Both The Cure and Sonic Youth were great psychedelic bands, with extended, mind-melting jams, being rooted in existentialist philosophy and romantic poetry. Artful punks like The Cure and Sonic Youth were like the beatniks to the sprawling West Coast hash jams of the hippies. Like The Velvet Underground to the Grateful Dead. All drug addled, all rooted in ancient philosophy and great thought and weird music from all over, but coming out with a very different vibe.

Instead of the mellow pot and mushroom vibes of classic rock psychedelia, Is The Is Are is the sound for being awake for a few days, your head going all fuzzy around the edges, your eyes dilating until you’re seeing angels in the perpetual overcast. Is The Is Are is the sound of both detachment and intimacy. It is like walking two feet above the ground. Rather than being unemotional, however, sometimes you’re able to be even more engaged, without being flooded with emotions. It is a lovely sound, shrouded in mist – hooded and veiled.

Is The Is Are is primarily constructed around the glistening coils of Smith’s guitar, buttressed by Devin Ruben Perez’s throbbing, pulsing, strobing bass, and Colin Caulfield’s metronomic drumming. Stylistically, they blend the gauzy post-punk of mid-era The Cure with frequent outbursts of Kosmische, all held together and kept cohesive with Perez’s melodic 8th-note basslines.

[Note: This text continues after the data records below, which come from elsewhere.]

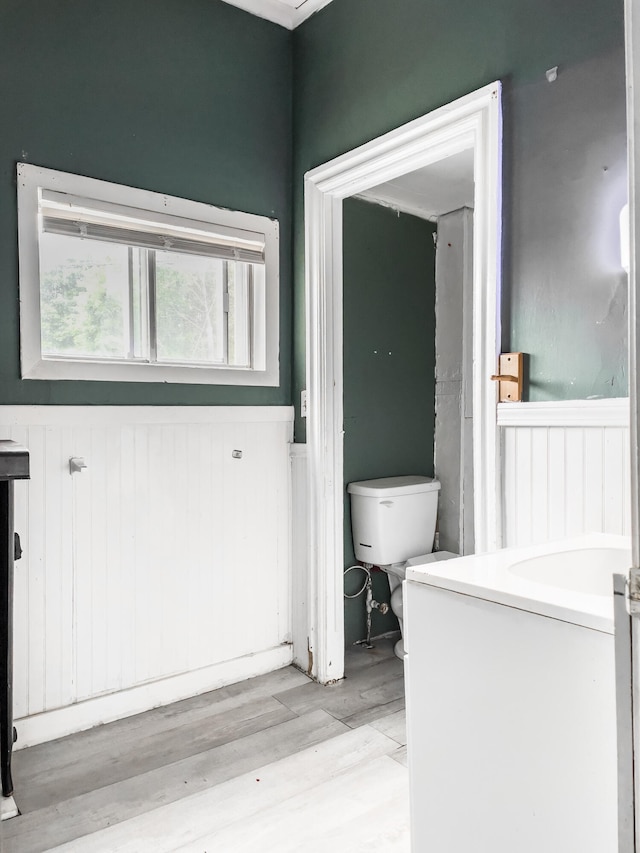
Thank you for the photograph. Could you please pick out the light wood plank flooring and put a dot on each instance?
(275, 764)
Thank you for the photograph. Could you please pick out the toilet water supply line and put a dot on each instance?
(371, 603)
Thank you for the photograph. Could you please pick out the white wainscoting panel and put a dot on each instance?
(566, 469)
(164, 562)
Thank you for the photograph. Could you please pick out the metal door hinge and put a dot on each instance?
(633, 592)
(509, 377)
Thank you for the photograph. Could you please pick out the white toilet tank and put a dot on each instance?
(393, 518)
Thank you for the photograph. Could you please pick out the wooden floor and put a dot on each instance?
(276, 764)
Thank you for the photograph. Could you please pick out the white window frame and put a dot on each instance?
(264, 370)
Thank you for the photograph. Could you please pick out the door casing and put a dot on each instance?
(472, 122)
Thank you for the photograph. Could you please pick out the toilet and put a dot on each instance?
(393, 523)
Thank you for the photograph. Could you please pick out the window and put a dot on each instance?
(123, 284)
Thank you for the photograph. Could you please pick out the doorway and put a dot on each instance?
(470, 123)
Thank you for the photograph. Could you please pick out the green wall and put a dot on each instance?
(186, 97)
(364, 67)
(389, 365)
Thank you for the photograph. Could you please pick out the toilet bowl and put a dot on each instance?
(396, 574)
(393, 522)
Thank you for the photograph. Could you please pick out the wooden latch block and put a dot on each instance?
(509, 377)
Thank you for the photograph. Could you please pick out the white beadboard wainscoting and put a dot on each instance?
(566, 469)
(160, 571)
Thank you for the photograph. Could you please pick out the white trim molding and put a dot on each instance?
(473, 122)
(566, 413)
(287, 13)
(61, 722)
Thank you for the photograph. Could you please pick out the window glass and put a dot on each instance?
(84, 298)
(190, 315)
(123, 284)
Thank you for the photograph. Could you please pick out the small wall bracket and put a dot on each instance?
(509, 377)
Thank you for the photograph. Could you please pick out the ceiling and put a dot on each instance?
(287, 13)
(431, 191)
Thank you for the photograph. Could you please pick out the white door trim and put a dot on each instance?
(474, 121)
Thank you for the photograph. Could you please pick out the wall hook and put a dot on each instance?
(76, 464)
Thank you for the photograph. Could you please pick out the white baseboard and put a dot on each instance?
(114, 706)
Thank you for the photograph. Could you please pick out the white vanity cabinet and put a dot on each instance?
(511, 718)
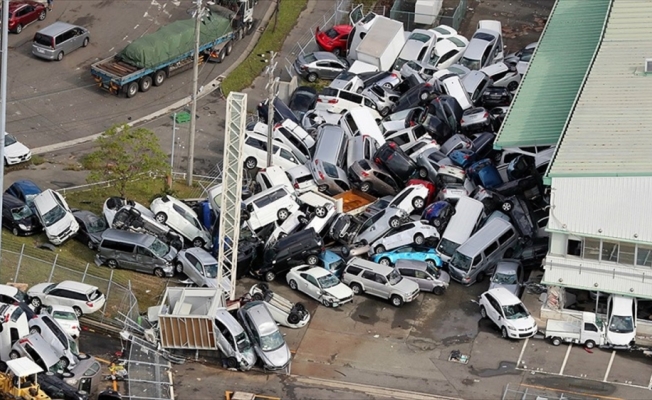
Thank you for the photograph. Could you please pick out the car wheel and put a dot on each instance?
(397, 301)
(356, 288)
(250, 163)
(418, 203)
(282, 214)
(321, 211)
(161, 218)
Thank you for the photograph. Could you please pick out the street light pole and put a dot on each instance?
(193, 107)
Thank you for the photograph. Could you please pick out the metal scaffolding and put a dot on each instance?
(230, 223)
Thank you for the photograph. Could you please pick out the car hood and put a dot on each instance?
(340, 291)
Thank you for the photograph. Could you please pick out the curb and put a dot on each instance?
(207, 89)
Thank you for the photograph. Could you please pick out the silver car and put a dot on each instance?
(267, 340)
(198, 265)
(319, 65)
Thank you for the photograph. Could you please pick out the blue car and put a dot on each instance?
(25, 191)
(430, 256)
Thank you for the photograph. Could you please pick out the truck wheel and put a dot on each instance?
(145, 83)
(159, 77)
(132, 89)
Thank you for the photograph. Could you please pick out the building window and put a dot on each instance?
(591, 250)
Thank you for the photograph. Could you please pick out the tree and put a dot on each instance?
(123, 154)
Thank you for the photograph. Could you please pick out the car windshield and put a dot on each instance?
(328, 281)
(210, 271)
(54, 215)
(394, 277)
(621, 324)
(272, 341)
(515, 311)
(461, 262)
(19, 213)
(504, 278)
(159, 248)
(243, 342)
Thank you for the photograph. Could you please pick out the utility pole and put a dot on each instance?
(3, 98)
(271, 87)
(193, 108)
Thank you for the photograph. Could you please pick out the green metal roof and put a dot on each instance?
(609, 132)
(557, 69)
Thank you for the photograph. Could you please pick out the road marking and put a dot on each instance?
(520, 356)
(611, 361)
(561, 371)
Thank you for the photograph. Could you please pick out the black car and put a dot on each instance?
(396, 161)
(298, 248)
(91, 227)
(302, 100)
(18, 217)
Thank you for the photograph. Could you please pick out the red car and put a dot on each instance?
(334, 39)
(23, 13)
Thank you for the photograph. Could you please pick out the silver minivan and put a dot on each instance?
(478, 256)
(136, 251)
(59, 39)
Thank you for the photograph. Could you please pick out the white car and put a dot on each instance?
(55, 216)
(411, 199)
(320, 284)
(415, 232)
(83, 298)
(15, 151)
(447, 52)
(509, 314)
(180, 217)
(67, 319)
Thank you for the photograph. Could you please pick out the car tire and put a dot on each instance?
(312, 260)
(282, 214)
(251, 163)
(161, 217)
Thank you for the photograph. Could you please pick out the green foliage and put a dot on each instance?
(271, 40)
(123, 154)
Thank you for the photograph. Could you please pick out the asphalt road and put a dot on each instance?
(52, 102)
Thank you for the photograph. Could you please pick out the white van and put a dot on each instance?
(271, 205)
(468, 214)
(361, 121)
(477, 257)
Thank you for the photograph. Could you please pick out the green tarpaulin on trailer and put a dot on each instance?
(173, 40)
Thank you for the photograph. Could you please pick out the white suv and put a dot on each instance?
(182, 219)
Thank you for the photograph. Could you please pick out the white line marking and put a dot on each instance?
(520, 356)
(561, 371)
(611, 361)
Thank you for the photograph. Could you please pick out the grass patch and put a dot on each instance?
(271, 40)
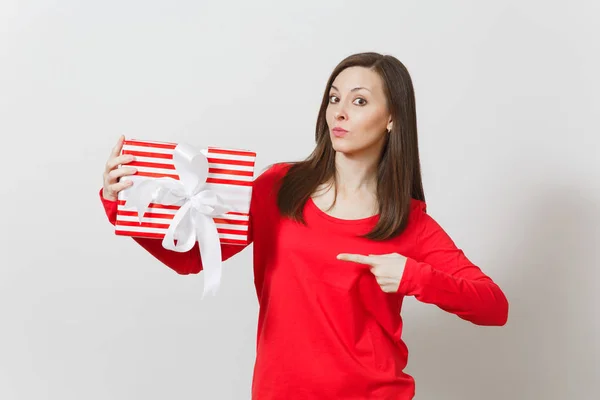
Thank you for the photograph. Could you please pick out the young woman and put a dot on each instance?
(339, 240)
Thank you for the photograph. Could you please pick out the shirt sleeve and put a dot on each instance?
(186, 263)
(441, 274)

The whole thing is driving, relentless, propulsive, constantly moving forward. Its precise as a Swedish watch, but is prevented from being edgy or harsh by the washed-out production.

It’s not too cloudy, however. Oshin was a sea of echoes and reverb (which I also love) but Smith sought for Is The Is Are to be more “insistent”, at Sky Ferreria’s urging, drawing from a deeper lyrical well.

All in all, the album is a war of contradictions. It’s gentle and floaty and lovely as anything you’re likely to hear this year, while also being dark and dour and depressed, like on “Mire”, which features nearly Misfits-level of cartoonish ghoulishness, complete with cackling.  The guitar lines are all hyper-disciplined, detailed and precise, layered like a Joan Miró painting brought to life in midair, all around your ears, but the overall vibe is relaxed, floaty, mellow.

You can’t comfortably call Is The Is Are a druggy or a recovery record. It’s distant and disorienting, to be sure, but its also personal and insistent. And while guitar music might not be on the tip of everybody’s tongue, at the moment, leaning forward and listening to personal, interesting, poetic, well-executed, emotional, trippy, weird, aggressive, sad, exciting music definitely is. Perhaps more so than ever.